Tuesday, April 26, 2011
We made a large ham for Easter. Half of it served the family (our basic family of four and our parents) on Sunday night. The rest of this delicious smoked ham became leftovers - or planned overs, since we planned it that way. Chuck sliced some of the meat in sandwich- sized slices and cut up the rest, the awkward pieces, in smaller chunks for soup or stew. He left quite a bit on the bone.
That's where Monday's soup originated: the ham bone. Most of my soups are more raid than recipe; I have the basic broth and meat and then whatever vegetables are in the house at the time. If you're a precise recipe person, this one is not for you. If you're willing to play with the ingredients a bit, raid your pantry if needed, then it's right up your alley.
I added the following to my four-quart slow cooker.
Ham bone with meat scraps still on (smoked on the grill the previous night, yum)
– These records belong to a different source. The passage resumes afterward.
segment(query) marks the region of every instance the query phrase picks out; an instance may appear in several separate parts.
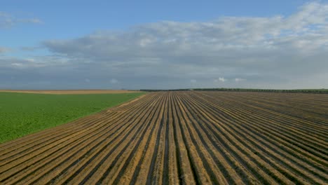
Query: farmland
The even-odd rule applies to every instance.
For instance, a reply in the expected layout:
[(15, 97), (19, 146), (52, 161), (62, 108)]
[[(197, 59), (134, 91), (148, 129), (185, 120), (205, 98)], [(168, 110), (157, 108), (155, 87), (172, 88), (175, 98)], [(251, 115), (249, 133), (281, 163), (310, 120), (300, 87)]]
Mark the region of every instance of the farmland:
[(158, 92), (0, 144), (0, 184), (327, 184), (328, 95)]
[[(48, 91), (33, 92), (48, 92)], [(70, 92), (82, 93), (79, 91), (60, 90), (55, 93), (62, 95), (0, 92), (0, 143), (67, 123), (142, 95), (140, 92), (102, 95), (66, 94)]]

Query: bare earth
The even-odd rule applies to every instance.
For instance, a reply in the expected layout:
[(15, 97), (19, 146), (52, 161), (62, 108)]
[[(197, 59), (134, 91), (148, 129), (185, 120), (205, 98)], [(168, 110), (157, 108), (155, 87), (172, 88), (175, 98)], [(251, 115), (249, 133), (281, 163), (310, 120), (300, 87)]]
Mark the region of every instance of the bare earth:
[(0, 144), (0, 184), (328, 184), (328, 95), (166, 92)]
[(140, 92), (140, 91), (137, 90), (0, 90), (0, 92), (52, 95), (118, 94)]

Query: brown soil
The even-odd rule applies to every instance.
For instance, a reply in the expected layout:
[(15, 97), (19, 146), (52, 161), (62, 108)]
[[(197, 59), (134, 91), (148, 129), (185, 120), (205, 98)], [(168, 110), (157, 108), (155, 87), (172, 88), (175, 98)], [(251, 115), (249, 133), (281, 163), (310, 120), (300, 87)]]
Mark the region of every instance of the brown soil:
[(0, 144), (0, 184), (327, 184), (328, 95), (148, 93)]

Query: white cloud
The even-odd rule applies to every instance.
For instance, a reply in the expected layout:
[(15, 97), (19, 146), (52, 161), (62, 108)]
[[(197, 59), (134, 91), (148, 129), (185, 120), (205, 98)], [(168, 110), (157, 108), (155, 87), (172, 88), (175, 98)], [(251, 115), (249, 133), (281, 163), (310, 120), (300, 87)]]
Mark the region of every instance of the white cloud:
[[(189, 88), (189, 81), (211, 88), (227, 79), (243, 83), (220, 85), (280, 88), (315, 76), (320, 76), (315, 87), (321, 87), (328, 71), (328, 4), (306, 4), (286, 17), (165, 21), (46, 41), (43, 46), (53, 55), (5, 62), (22, 63), (29, 70), (51, 67), (42, 71), (66, 78), (88, 73), (93, 82), (104, 79), (104, 85), (110, 74), (127, 88)], [(315, 88), (302, 83), (298, 88)]]
[(10, 48), (5, 48), (5, 47), (0, 47), (0, 53), (6, 53), (11, 51)]
[(18, 23), (41, 24), (38, 18), (19, 18), (5, 12), (0, 12), (0, 28), (9, 28)]
[(226, 79), (224, 78), (224, 77), (219, 77), (219, 78), (214, 79), (214, 82), (219, 82), (219, 81), (225, 82), (225, 81), (226, 81)]
[(190, 83), (197, 83), (197, 80), (191, 79), (191, 80), (190, 80)]
[(116, 83), (118, 83), (118, 81), (115, 79), (115, 78), (111, 78), (111, 84), (116, 84)]
[(246, 79), (237, 78), (235, 78), (235, 81), (236, 82), (240, 82), (240, 81), (245, 81)]

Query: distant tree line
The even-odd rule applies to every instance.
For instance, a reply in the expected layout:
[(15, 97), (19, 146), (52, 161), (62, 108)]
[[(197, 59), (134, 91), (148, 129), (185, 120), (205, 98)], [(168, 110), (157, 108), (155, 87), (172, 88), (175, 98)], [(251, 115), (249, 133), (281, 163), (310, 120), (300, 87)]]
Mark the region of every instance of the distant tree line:
[(144, 92), (158, 91), (234, 91), (234, 92), (294, 92), (294, 93), (320, 93), (328, 94), (328, 89), (252, 89), (252, 88), (192, 88), (192, 89), (170, 89), (170, 90), (153, 90), (141, 89)]

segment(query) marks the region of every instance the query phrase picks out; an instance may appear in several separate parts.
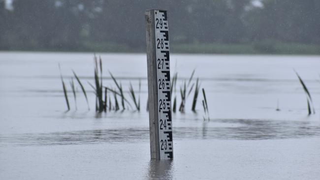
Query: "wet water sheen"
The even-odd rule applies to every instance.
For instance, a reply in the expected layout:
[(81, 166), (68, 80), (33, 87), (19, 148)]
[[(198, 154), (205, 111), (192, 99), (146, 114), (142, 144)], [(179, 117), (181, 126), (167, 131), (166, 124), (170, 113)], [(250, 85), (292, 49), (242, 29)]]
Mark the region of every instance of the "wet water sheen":
[[(140, 112), (92, 110), (91, 54), (0, 53), (0, 179), (320, 177), (320, 57), (172, 55), (177, 91), (196, 68), (210, 120), (203, 120), (201, 93), (196, 113), (190, 111), (192, 93), (186, 112), (172, 114), (174, 159), (159, 161), (150, 159), (145, 55), (101, 56), (104, 85), (115, 87), (107, 70), (126, 94), (130, 83), (137, 91), (141, 80)], [(91, 111), (78, 87), (77, 110), (69, 90), (71, 110), (65, 112), (58, 62), (67, 85), (71, 68), (80, 77)], [(315, 115), (307, 116), (293, 69), (309, 89)]]

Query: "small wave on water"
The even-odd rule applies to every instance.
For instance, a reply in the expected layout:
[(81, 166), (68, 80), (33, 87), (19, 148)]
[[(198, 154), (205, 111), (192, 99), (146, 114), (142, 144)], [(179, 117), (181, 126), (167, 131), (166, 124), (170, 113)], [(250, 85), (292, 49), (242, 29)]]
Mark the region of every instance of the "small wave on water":
[[(212, 123), (225, 125), (215, 126)], [(174, 127), (175, 139), (272, 140), (320, 136), (315, 121), (258, 120), (216, 120), (198, 127)], [(149, 141), (148, 128), (13, 134), (0, 136), (0, 146), (53, 146)]]

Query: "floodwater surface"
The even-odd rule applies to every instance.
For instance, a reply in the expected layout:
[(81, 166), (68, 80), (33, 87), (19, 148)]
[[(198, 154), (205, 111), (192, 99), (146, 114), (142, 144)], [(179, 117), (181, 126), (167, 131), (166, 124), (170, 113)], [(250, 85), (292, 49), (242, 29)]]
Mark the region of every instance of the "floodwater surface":
[[(173, 97), (195, 69), (205, 90), (201, 103), (172, 115), (174, 156), (150, 159), (144, 54), (101, 54), (103, 84), (129, 99), (132, 83), (141, 110), (97, 114), (90, 53), (0, 53), (0, 179), (290, 179), (320, 176), (320, 57), (172, 55), (178, 73)], [(58, 63), (67, 85), (66, 112)], [(76, 110), (69, 86), (72, 70), (87, 90), (91, 110), (77, 87)], [(312, 96), (306, 96), (293, 69)], [(133, 102), (131, 102), (133, 104)], [(276, 110), (277, 109), (278, 111)]]

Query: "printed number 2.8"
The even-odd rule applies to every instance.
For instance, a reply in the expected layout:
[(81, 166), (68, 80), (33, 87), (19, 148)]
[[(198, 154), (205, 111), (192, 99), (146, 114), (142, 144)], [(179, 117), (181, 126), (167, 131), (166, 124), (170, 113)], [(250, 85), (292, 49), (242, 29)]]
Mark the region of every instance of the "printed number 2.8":
[(157, 42), (158, 42), (157, 48), (158, 49), (160, 49), (160, 48), (161, 48), (161, 49), (163, 49), (163, 39), (161, 39), (161, 40), (160, 40), (160, 39), (158, 38), (157, 39)]
[(163, 99), (162, 101), (162, 99), (159, 100), (159, 102), (160, 104), (159, 105), (159, 112), (161, 111), (161, 109), (164, 110), (165, 109), (165, 100)]

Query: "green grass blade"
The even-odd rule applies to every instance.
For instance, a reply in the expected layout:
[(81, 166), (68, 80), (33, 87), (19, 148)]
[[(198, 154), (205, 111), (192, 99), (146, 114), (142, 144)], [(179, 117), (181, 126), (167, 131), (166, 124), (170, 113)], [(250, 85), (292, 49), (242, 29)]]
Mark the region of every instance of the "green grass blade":
[(192, 103), (192, 110), (193, 112), (195, 111), (195, 106), (196, 105), (196, 101), (198, 98), (198, 94), (199, 93), (199, 78), (197, 78), (196, 82), (195, 83), (195, 89), (194, 89), (194, 94), (193, 95), (193, 99)]
[(203, 94), (203, 99), (204, 99), (204, 102), (205, 103), (206, 109), (208, 111), (208, 103), (207, 103), (207, 98), (206, 98), (206, 93), (204, 92), (204, 89), (202, 88), (202, 93)]
[(74, 87), (74, 82), (73, 82), (73, 78), (71, 78), (71, 81), (70, 82), (70, 86), (72, 90), (72, 92), (73, 93), (73, 98), (74, 98), (74, 105), (75, 106), (75, 109), (77, 110), (78, 108), (77, 108), (77, 97), (75, 93), (75, 88)]
[[(295, 72), (295, 74), (297, 75), (297, 76), (298, 76), (298, 78), (299, 79), (299, 81), (300, 82), (300, 83), (301, 84), (302, 86), (302, 87), (303, 88), (303, 90), (304, 90), (305, 92), (307, 94), (307, 95), (309, 97), (309, 99), (310, 100), (310, 102), (311, 102), (311, 105), (312, 105), (312, 109), (313, 110), (313, 113), (315, 114), (316, 111), (315, 110), (315, 107), (313, 105), (313, 102), (312, 101), (312, 98), (311, 98), (311, 95), (310, 94), (310, 93), (309, 91), (309, 90), (308, 90), (308, 88), (307, 88), (307, 86), (306, 85), (304, 84), (304, 82), (301, 79), (301, 78), (300, 77), (297, 71), (296, 71), (295, 70), (293, 70), (294, 72)], [(309, 102), (309, 101), (308, 101)], [(310, 104), (309, 104), (310, 105)]]

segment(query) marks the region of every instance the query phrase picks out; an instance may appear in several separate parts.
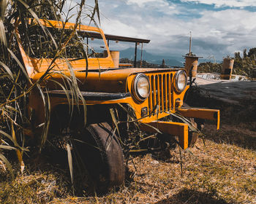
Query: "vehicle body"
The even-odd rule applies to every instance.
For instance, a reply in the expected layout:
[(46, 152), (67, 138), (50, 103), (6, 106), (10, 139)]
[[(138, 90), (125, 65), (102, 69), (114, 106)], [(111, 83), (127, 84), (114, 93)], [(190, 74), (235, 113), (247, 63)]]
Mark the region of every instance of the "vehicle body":
[[(43, 26), (60, 29), (72, 30), (75, 26), (73, 23), (66, 23), (63, 24), (54, 20), (42, 20), (40, 23)], [(103, 126), (104, 124), (108, 124), (106, 125), (108, 125), (106, 128), (108, 129), (106, 131), (113, 132), (114, 129), (113, 127), (115, 126), (113, 124), (116, 123), (113, 121), (113, 116), (119, 117), (119, 121), (125, 121), (129, 115), (125, 110), (128, 109), (132, 110), (132, 119), (140, 124), (141, 130), (151, 133), (161, 133), (161, 134), (170, 136), (170, 138), (177, 136), (178, 144), (184, 149), (188, 148), (189, 143), (192, 143), (191, 138), (190, 141), (189, 138), (189, 123), (178, 119), (176, 121), (162, 120), (163, 118), (170, 115), (178, 115), (181, 117), (213, 119), (216, 120), (219, 129), (219, 110), (183, 106), (184, 95), (189, 87), (189, 85), (187, 85), (187, 75), (184, 69), (114, 67), (103, 31), (98, 28), (82, 25), (79, 26), (77, 29), (79, 31), (94, 32), (100, 35), (105, 43), (104, 47), (105, 53), (107, 53), (105, 57), (89, 58), (88, 59), (69, 60), (68, 62), (64, 59), (57, 58), (52, 63), (52, 58), (29, 57), (24, 51), (21, 43), (19, 44), (23, 63), (29, 78), (33, 82), (43, 79), (40, 85), (48, 90), (45, 92), (45, 95), (49, 96), (50, 112), (61, 115), (58, 121), (62, 123), (62, 125), (72, 126), (70, 128), (72, 130), (84, 128), (84, 127), (83, 128), (84, 118), (83, 116), (81, 117), (79, 111), (77, 112), (77, 115), (75, 114), (76, 120), (73, 122), (68, 122), (68, 121), (70, 122), (69, 115), (70, 98), (72, 95), (70, 91), (64, 91), (59, 85), (60, 84), (63, 86), (65, 85), (66, 79), (64, 79), (64, 75), (70, 78), (75, 75), (80, 91), (80, 96), (85, 99), (87, 106), (86, 131), (91, 134), (97, 135), (98, 139), (102, 138), (100, 136), (101, 130), (99, 130), (98, 128), (95, 128), (97, 125), (95, 124), (103, 124)], [(87, 34), (86, 35), (88, 38), (89, 36)], [(21, 41), (20, 39), (20, 40)], [(45, 71), (53, 64), (54, 64), (53, 69), (56, 71), (48, 77), (42, 78)], [(58, 84), (52, 80), (58, 82)], [(70, 96), (70, 98), (68, 95)], [(72, 101), (72, 104), (83, 106), (84, 101), (81, 98)], [(45, 114), (42, 97), (38, 91), (35, 90), (31, 93), (29, 108), (30, 110), (33, 110), (31, 112), (33, 112), (34, 127), (38, 127), (44, 122)], [(113, 108), (116, 109), (117, 113), (116, 111), (114, 114), (110, 113), (110, 109)], [(56, 125), (56, 117), (50, 119), (51, 125), (50, 127), (53, 129), (54, 126)], [(119, 131), (121, 140), (123, 140), (123, 138), (129, 137), (125, 133), (127, 130), (125, 130), (126, 125), (121, 125), (123, 123), (118, 123), (120, 129), (118, 131)], [(89, 126), (90, 128), (88, 128)], [(94, 133), (91, 133), (92, 131)], [(113, 133), (112, 136), (117, 134), (118, 131), (115, 131), (116, 133)], [(126, 136), (122, 136), (122, 134)], [(103, 140), (106, 142), (105, 140), (108, 138), (105, 138)], [(125, 140), (124, 139), (121, 143)], [(114, 146), (118, 146), (118, 144), (119, 142), (116, 141)], [(113, 177), (108, 176), (108, 179), (110, 181), (110, 185), (120, 184), (124, 179), (124, 170), (123, 167), (120, 167), (120, 162), (124, 161), (122, 153), (120, 150), (117, 150), (117, 152), (119, 151), (119, 153), (116, 153), (117, 152), (115, 150), (108, 153), (108, 149), (105, 150), (107, 154), (117, 154), (118, 158), (110, 158), (111, 155), (110, 155), (110, 158), (106, 162), (115, 162), (111, 160), (119, 160), (116, 166), (108, 167), (108, 173), (110, 174), (111, 170), (116, 170), (113, 169), (121, 168), (119, 172), (116, 173), (119, 175), (113, 176)]]

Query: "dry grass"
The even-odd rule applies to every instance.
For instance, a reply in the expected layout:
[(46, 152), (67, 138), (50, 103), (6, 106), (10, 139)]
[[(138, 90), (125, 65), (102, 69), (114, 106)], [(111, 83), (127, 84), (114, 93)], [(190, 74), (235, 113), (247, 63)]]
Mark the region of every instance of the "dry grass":
[[(208, 130), (211, 125), (207, 125)], [(227, 128), (225, 128), (227, 129)], [(152, 154), (129, 162), (127, 182), (120, 189), (101, 196), (78, 197), (70, 190), (68, 170), (40, 164), (13, 181), (2, 181), (1, 203), (255, 203), (256, 152), (227, 142), (239, 138), (233, 131), (207, 131), (205, 140), (161, 160)], [(235, 131), (236, 133), (236, 131)], [(245, 131), (253, 138), (251, 132)], [(217, 140), (222, 137), (223, 139)], [(243, 141), (240, 141), (243, 146)], [(34, 163), (34, 162), (33, 162)], [(135, 170), (135, 167), (137, 170)], [(42, 169), (48, 169), (41, 173)], [(129, 177), (129, 178), (128, 178)], [(3, 181), (3, 179), (2, 179)]]

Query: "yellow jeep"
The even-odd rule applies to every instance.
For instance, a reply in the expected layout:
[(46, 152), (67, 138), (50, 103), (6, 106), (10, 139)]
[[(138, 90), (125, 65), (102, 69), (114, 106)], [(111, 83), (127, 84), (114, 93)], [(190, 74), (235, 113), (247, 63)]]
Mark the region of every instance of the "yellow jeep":
[[(38, 26), (35, 20), (31, 21), (31, 28)], [(197, 136), (197, 133), (193, 133), (197, 130), (196, 120), (190, 119), (216, 120), (219, 129), (219, 110), (183, 106), (185, 93), (189, 87), (185, 69), (121, 68), (116, 63), (118, 58), (113, 60), (111, 57), (108, 48), (110, 40), (119, 40), (120, 37), (109, 35), (106, 39), (99, 28), (83, 25), (75, 27), (76, 25), (70, 23), (40, 20), (40, 24), (59, 31), (75, 28), (79, 38), (85, 42), (80, 48), (87, 57), (81, 57), (80, 52), (75, 50), (78, 47), (70, 48), (69, 52), (75, 50), (80, 58), (75, 60), (67, 51), (67, 60), (53, 59), (43, 53), (40, 56), (28, 53), (24, 50), (22, 36), (17, 36), (29, 78), (34, 82), (43, 79), (40, 85), (45, 87), (44, 94), (49, 96), (50, 104), (49, 133), (72, 135), (75, 138), (73, 149), (75, 146), (83, 152), (82, 160), (97, 184), (114, 186), (124, 182), (123, 150), (127, 146), (128, 152), (136, 149), (135, 146), (129, 146), (131, 136), (127, 129), (131, 128), (128, 125), (132, 122), (137, 122), (138, 126), (134, 127), (140, 127), (147, 133), (158, 135), (165, 143), (177, 138), (183, 149), (192, 145)], [(38, 36), (31, 37), (35, 44), (44, 43)], [(137, 43), (135, 39), (124, 38), (124, 41)], [(97, 47), (103, 49), (102, 52), (89, 45), (94, 42)], [(46, 45), (46, 48), (50, 49), (50, 46)], [(49, 68), (53, 71), (51, 74), (42, 77)], [(78, 100), (74, 99), (71, 90), (63, 88), (68, 87), (69, 79), (74, 76), (79, 87)], [(29, 108), (34, 133), (40, 131), (39, 127), (45, 122), (44, 102), (38, 91), (31, 93)], [(79, 109), (85, 103), (86, 118), (85, 109)]]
3-4 cups water (vegetable or pork soup stock would work, too)
1 small onion, diced
1 stalk of celery, diced
leftover bean mix from red beans and rice, served last Thursday
handful of fresh spinach, washed and torn into smaller pieces
1 can diced tomatoes
Simmer on low most of the day - 5 to 6 hours will do. Remove ham bone. Using a fork, remove ham from bone and shred into smaller, soup-worthy pieces. Return meat to pot.
Serve with fresh bread or rolls.
I had some extra fun (I'm such a science geek) with the bone. It was actually two bones, including a rotator joint. "Gee, honey, what part of the pig was this? The joint looked like a shoulder." But anyway, back to the topic. I didn't add spices or herbs; thyme might have been good. The beans were already spiced, so they added a little flavor of their own.
Soups and stews don't have to be a precise recipe. My process often starts with thawing a container of soup stock from the freezer, adding onion and celery, and then searching the vegetable drawer for ingredients. Even though my last blood test showed that I'm no longer anemic, I'm still cooking iron-rich dishes. This soup had spinach and beans, both good sources of iron that are easily absorbed.
Like it? I named my experimental post-holiday soup Minestrone with Ham. We had generous portions last night, and a batch will go in the freezer for later - my next planned-overs.